Thursday, July 13, 2006

Jere Brophy

I'm doing some research into motivation and learning right now. It's surprising how rare it is to see people openly acknowledge that most educational research on motivation implies coersion -- basically trying to answer the question: "how do we get people to do something they otherwise would not?". I'm not finding much research focusing on how people choose what they want to learn, a process which inherently reflects motivation (what do I want and why?).

In An Interview with Jere Brophy (pdf), this psychologist, researcher and educational leader outlines the paradox of motivation and education:
"What we know about optimal conditions for motivation is difficult to apply in classrooms, for several reasons. First, school attendance is compulsory, and curriculum content and learning activities are selected primarily on the basis of what society believes students need to learn, not on the basis of what students would choose to do if given the opportunity. Schools are established for the benefit of students, but from students’ point of view, time spent in the classroom is devoted to enforced attempts to meet externally imposed demands."
And another:
"I believe that the constraints under which most teachers work make it unrealistic to adopt intrinsic motivation as the model of student motivation that one seeks to maintain on an all-day, everyday basis. It is more realistic for teachers to seek to develop and sustain what I call motivation to learn, which I define as a student tendency to find academic activities meaningful and worthwhile and to seek to get the intended learning benefits from them, whether or not they find the content interesting or the processes enjoyable."

3 comments:

Anonymous said...

Love your blog; you always post on a variety of interesting topics. Maybe you have already come across these authors, but I didn't see them in your thesis concept map and thought they might be relevant.

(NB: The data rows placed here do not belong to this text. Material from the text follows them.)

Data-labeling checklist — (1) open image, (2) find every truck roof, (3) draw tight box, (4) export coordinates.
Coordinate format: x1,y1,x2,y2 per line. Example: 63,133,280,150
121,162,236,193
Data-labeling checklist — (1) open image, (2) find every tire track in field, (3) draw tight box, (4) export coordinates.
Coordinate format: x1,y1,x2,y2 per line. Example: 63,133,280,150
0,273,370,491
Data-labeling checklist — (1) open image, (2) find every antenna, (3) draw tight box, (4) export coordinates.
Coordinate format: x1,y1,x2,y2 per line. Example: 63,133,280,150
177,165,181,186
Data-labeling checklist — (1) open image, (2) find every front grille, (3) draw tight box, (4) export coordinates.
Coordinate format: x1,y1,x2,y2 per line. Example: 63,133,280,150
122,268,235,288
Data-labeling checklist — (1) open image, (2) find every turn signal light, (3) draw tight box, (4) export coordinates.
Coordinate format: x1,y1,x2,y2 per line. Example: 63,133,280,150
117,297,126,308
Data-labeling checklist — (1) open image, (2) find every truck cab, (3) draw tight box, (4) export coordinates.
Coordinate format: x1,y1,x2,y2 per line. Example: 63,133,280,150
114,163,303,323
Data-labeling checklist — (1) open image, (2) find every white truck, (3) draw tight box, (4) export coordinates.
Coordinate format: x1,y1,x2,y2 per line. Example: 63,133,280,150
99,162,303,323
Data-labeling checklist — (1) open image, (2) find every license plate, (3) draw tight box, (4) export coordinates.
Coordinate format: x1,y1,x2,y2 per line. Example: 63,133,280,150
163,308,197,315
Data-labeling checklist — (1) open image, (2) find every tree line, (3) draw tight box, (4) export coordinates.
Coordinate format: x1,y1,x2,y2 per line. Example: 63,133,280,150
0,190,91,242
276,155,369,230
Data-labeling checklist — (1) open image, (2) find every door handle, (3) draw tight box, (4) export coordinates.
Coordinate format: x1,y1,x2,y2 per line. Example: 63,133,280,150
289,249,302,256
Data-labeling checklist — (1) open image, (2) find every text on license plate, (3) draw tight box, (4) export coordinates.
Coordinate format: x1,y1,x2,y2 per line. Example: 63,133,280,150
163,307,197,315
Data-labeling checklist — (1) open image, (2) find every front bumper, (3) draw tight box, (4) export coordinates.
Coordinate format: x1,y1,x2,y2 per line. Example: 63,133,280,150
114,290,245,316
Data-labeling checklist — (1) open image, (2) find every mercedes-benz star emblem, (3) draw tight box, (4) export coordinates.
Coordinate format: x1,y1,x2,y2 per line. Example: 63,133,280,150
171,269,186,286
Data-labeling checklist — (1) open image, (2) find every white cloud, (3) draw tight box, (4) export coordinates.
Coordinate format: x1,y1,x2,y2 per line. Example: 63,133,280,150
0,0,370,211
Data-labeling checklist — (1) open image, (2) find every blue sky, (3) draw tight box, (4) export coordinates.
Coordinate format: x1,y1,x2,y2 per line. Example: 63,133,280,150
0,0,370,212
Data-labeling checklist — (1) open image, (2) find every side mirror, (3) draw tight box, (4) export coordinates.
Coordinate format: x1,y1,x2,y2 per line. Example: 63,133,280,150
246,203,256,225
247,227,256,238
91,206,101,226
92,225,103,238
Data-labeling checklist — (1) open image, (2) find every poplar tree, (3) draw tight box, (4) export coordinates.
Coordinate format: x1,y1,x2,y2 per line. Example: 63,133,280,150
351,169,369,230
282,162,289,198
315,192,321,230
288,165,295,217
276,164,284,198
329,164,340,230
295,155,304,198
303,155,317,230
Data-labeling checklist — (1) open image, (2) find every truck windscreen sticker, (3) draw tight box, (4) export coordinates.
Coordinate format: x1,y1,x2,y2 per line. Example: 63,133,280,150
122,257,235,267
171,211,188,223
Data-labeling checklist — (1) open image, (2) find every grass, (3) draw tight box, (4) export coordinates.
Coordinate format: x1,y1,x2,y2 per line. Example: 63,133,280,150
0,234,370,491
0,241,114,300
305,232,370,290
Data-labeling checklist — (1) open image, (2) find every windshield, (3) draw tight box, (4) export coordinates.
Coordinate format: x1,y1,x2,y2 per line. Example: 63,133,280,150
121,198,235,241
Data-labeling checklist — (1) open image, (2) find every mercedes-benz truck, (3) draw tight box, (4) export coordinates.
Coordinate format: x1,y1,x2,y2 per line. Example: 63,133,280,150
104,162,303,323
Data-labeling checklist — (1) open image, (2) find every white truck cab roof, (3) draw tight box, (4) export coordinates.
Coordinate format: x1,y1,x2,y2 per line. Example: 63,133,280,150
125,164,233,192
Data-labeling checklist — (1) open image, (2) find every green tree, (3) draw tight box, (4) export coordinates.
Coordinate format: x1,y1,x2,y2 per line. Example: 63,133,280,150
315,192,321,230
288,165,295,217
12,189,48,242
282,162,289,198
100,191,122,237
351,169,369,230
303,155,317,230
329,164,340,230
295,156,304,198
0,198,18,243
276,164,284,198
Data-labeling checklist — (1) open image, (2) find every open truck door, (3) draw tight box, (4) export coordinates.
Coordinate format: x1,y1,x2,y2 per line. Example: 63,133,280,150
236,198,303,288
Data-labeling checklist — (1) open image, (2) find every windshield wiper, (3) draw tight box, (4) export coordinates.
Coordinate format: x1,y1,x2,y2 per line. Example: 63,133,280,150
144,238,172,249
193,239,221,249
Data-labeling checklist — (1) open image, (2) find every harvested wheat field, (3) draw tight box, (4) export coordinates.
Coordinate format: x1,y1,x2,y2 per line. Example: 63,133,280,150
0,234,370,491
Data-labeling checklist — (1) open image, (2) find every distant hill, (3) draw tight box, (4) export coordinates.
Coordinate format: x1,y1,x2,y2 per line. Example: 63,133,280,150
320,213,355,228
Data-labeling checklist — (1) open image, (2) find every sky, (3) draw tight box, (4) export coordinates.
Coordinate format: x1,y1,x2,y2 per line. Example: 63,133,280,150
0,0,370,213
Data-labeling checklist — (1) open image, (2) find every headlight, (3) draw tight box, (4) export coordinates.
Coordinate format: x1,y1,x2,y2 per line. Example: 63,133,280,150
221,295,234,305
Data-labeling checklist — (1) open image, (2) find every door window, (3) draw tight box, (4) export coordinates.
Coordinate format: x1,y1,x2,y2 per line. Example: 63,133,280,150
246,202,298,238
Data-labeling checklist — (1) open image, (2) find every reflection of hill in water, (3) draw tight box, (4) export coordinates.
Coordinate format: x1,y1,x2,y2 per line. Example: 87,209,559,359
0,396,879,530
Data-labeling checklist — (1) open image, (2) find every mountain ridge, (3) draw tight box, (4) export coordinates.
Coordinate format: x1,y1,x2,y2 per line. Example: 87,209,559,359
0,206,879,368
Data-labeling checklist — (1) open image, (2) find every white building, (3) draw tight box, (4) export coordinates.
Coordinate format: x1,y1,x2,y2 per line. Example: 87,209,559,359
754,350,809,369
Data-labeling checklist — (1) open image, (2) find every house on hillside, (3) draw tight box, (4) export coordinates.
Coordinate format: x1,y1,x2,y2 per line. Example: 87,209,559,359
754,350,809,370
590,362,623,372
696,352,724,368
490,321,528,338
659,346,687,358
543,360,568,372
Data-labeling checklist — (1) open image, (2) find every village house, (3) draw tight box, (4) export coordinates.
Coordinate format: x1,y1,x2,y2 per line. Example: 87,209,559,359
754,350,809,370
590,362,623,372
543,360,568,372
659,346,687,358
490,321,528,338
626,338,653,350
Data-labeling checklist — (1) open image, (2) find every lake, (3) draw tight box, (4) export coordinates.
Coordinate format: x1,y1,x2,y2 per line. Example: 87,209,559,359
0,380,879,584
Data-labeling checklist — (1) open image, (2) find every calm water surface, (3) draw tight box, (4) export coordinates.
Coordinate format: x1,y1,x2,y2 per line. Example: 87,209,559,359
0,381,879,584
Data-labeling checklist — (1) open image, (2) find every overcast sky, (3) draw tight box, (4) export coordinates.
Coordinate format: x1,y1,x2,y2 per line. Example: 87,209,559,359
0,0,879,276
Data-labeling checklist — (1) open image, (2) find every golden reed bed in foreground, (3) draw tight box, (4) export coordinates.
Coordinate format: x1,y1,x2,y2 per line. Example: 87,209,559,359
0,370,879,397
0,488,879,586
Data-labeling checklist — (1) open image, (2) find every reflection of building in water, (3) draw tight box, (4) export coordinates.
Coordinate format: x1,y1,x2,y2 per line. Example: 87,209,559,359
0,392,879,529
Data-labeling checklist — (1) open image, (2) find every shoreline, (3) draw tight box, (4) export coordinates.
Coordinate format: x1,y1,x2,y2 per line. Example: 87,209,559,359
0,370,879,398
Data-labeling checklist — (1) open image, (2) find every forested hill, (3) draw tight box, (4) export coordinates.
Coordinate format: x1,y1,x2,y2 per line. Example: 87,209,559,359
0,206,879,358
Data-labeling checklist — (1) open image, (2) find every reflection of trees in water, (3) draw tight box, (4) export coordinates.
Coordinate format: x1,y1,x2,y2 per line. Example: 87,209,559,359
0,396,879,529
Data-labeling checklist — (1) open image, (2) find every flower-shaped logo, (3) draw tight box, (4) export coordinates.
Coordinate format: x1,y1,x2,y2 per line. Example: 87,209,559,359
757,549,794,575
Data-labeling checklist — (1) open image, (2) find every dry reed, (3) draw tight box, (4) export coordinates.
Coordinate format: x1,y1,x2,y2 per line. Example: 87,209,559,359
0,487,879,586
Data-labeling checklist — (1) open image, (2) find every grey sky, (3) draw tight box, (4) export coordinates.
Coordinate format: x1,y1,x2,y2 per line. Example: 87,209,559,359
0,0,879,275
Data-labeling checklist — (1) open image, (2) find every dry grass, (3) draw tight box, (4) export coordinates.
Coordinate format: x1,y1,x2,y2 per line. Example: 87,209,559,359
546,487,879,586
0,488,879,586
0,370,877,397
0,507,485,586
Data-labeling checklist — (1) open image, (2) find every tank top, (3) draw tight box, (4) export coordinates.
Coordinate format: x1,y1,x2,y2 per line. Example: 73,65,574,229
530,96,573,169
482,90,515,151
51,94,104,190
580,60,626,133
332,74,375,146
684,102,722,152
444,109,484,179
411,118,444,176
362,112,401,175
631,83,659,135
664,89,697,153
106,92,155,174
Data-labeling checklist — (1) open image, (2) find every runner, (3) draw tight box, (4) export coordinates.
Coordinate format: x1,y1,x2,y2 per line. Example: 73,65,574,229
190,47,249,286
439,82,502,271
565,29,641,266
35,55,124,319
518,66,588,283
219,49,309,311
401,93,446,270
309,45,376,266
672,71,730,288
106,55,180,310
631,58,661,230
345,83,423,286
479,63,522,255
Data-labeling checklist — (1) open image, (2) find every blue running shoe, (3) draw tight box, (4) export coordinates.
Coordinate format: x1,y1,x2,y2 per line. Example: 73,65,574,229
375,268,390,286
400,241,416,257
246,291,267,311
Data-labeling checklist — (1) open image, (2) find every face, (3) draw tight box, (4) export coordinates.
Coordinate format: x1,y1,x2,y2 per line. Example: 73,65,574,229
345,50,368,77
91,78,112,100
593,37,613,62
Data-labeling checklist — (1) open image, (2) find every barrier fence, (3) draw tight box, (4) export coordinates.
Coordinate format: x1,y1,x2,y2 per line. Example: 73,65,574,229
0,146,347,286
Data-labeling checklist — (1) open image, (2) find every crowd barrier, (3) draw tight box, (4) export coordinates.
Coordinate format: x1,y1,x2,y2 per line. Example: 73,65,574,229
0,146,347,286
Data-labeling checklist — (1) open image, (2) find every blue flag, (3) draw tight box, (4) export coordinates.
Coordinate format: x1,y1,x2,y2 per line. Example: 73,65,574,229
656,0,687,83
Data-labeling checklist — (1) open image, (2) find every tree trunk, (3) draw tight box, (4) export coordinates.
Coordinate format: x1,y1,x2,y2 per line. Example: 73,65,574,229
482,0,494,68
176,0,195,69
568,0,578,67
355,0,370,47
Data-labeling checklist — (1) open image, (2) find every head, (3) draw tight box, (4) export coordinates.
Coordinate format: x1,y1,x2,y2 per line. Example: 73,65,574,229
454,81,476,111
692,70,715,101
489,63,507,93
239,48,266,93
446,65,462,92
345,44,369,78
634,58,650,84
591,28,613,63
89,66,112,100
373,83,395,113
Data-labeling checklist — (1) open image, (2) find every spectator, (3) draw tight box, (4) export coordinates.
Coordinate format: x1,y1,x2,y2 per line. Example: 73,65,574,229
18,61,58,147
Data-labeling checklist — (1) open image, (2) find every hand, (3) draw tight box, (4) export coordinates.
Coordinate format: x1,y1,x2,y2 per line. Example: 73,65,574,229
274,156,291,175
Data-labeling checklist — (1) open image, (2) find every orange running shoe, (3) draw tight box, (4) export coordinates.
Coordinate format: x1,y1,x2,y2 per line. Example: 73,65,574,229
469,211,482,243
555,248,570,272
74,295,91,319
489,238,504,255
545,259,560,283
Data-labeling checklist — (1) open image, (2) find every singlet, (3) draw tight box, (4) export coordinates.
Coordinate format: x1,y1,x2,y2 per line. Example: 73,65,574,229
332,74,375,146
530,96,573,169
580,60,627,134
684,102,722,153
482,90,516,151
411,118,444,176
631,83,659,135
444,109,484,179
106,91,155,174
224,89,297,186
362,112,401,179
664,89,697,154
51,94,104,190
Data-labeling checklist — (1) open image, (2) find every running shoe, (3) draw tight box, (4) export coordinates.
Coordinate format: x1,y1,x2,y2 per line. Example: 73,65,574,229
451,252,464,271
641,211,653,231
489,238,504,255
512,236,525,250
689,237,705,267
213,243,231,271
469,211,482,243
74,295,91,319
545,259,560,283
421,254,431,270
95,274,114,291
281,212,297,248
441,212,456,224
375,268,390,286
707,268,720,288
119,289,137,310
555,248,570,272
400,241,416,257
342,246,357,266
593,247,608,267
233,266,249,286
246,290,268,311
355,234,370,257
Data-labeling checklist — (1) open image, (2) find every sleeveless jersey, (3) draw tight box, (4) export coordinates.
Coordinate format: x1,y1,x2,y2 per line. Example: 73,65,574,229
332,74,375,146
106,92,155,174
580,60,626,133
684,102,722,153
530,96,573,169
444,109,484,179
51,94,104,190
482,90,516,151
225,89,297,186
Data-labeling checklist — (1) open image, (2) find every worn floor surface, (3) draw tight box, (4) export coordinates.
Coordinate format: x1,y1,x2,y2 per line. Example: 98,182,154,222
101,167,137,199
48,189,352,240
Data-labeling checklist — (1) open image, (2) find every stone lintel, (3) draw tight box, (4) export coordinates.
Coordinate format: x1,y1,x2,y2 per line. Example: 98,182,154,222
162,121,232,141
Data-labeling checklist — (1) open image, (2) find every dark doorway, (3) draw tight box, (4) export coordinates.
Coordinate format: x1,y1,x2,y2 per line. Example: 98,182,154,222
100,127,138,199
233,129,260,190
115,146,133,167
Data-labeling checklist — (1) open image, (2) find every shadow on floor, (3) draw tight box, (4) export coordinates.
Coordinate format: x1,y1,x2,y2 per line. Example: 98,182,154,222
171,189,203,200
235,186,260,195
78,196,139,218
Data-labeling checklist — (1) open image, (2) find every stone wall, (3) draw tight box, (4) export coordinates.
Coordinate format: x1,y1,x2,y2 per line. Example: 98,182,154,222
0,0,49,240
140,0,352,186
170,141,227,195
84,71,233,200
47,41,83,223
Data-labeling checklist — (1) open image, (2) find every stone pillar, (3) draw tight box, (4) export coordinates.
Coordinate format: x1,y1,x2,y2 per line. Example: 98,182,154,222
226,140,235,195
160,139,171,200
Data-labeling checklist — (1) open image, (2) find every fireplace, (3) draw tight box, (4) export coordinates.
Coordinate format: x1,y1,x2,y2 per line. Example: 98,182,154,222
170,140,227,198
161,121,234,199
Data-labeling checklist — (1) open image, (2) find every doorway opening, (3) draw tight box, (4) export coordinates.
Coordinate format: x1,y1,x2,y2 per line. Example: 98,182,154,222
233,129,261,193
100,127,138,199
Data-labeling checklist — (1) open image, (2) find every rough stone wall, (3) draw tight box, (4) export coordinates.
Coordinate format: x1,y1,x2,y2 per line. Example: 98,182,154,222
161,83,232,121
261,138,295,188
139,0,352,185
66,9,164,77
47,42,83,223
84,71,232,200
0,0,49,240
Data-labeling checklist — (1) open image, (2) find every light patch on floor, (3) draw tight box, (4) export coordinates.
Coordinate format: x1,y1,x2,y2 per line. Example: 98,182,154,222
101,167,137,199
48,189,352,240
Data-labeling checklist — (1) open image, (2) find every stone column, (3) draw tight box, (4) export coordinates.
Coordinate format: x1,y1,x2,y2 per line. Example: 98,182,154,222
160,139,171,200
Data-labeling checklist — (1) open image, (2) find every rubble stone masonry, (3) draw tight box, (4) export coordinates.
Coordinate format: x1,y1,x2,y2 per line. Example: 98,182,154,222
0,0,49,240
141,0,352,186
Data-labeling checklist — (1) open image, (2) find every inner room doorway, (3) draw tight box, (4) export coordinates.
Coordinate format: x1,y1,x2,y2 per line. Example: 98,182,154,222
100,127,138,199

Richard De Charms defined what he called "origin" and "pawn" orientations in the classroom. In a classroom with an origin orientation, students appear to have some say; in pawn classrooms, children are treated like pawns, controlled by the teacher. Children tend to be internally motivated and have a greater sense of personal responsibility in origin classrooms.

Edward Deci and Richard Ryan developed the Self-Determination Theory (SDT) of human motivation. "The theory focuses on the degree to which human behaviors are volitional or self-determined - that is, the degree to which people endorse their actions at the highest level of reflection and engage in the actions with a full sense of choice."

I hope this is of interest to you.

Jeremy said...

Thanks, tystl. I hadn't come across De Charms yet, but I've been immersed in Deci and Ryan this week. Fascinating stuff, and quite closely aligned with my emerging beliefs about motivation.

Anonymous said...

Thanks for the info...I needed to find 4 websites for Ed Psych Class on Jere Brophy and I stumbled across yours.It was somewhat helpful but I thought you could have more to say about his theories.